By: Hoffman, P.J., Farmer, J. and Wise, J. concur.

topic: choice of law

1 Ohayon involved only a single risk insurance policy, while the policy at issue herein is one of multiple risks for automobiles covered in multiple states.

2 See, e.g., Mayfield v. Chubb Ins. Co., Stark 5th App. No. 2001CA00244, 2002-Ohio-767.

3 We recognize our application of Ohayon in Mayfield v. ChubbIns. Co., supra, resulted in an opposite result. However, unlike the policy at issue herein, the Mayfield policy did not list any vehicles garaged in Ohio.

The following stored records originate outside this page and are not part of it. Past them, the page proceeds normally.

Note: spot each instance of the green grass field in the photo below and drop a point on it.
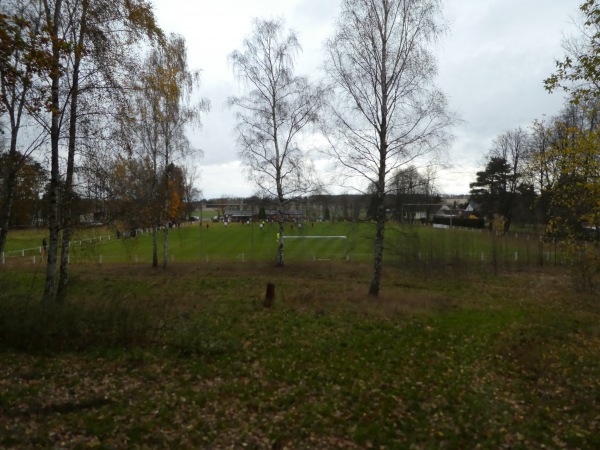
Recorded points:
(188, 357)
(237, 242)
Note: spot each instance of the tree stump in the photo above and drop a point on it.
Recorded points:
(270, 295)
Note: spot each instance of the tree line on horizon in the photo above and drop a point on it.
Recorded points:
(96, 100)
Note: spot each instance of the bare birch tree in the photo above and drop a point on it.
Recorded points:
(274, 115)
(387, 111)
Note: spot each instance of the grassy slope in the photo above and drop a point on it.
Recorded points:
(188, 357)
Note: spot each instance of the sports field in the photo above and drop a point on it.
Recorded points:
(352, 241)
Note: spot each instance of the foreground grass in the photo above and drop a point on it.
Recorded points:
(188, 357)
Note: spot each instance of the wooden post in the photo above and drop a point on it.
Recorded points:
(270, 295)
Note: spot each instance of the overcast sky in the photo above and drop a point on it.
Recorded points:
(491, 66)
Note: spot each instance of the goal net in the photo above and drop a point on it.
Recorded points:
(316, 248)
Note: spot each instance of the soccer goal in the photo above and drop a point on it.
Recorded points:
(317, 248)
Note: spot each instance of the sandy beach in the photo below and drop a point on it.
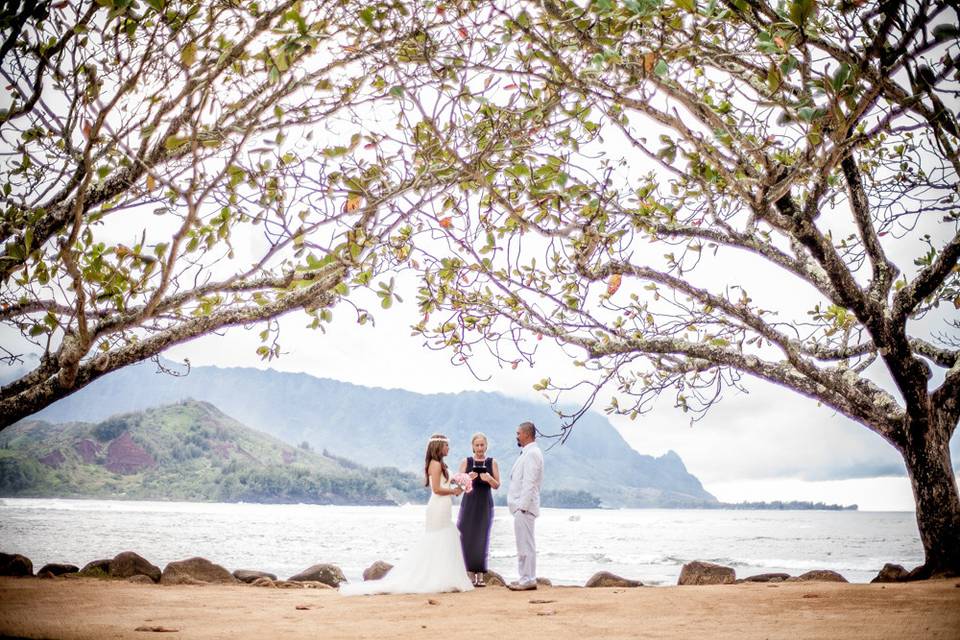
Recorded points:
(89, 608)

4 Kemper voices its disagreement with our Pillo decision and "reserves its right to reargue this issue depending upon the outcome of the case currently pending before the Ohio Supreme Court on this issue." Appellee's Brief at 12. While noting appellee's reservation, we adhere to our Pillo decision.

5 The Lawler court stated the Scott-Pontzer court never suggested it would ignore limiting language found in the definition of an insured.

6 Once having attained the status of an insured for UIM purposes, any restriction of coverage found in the business auto liability policy does not carry over to the UIM coverage created by operation of law.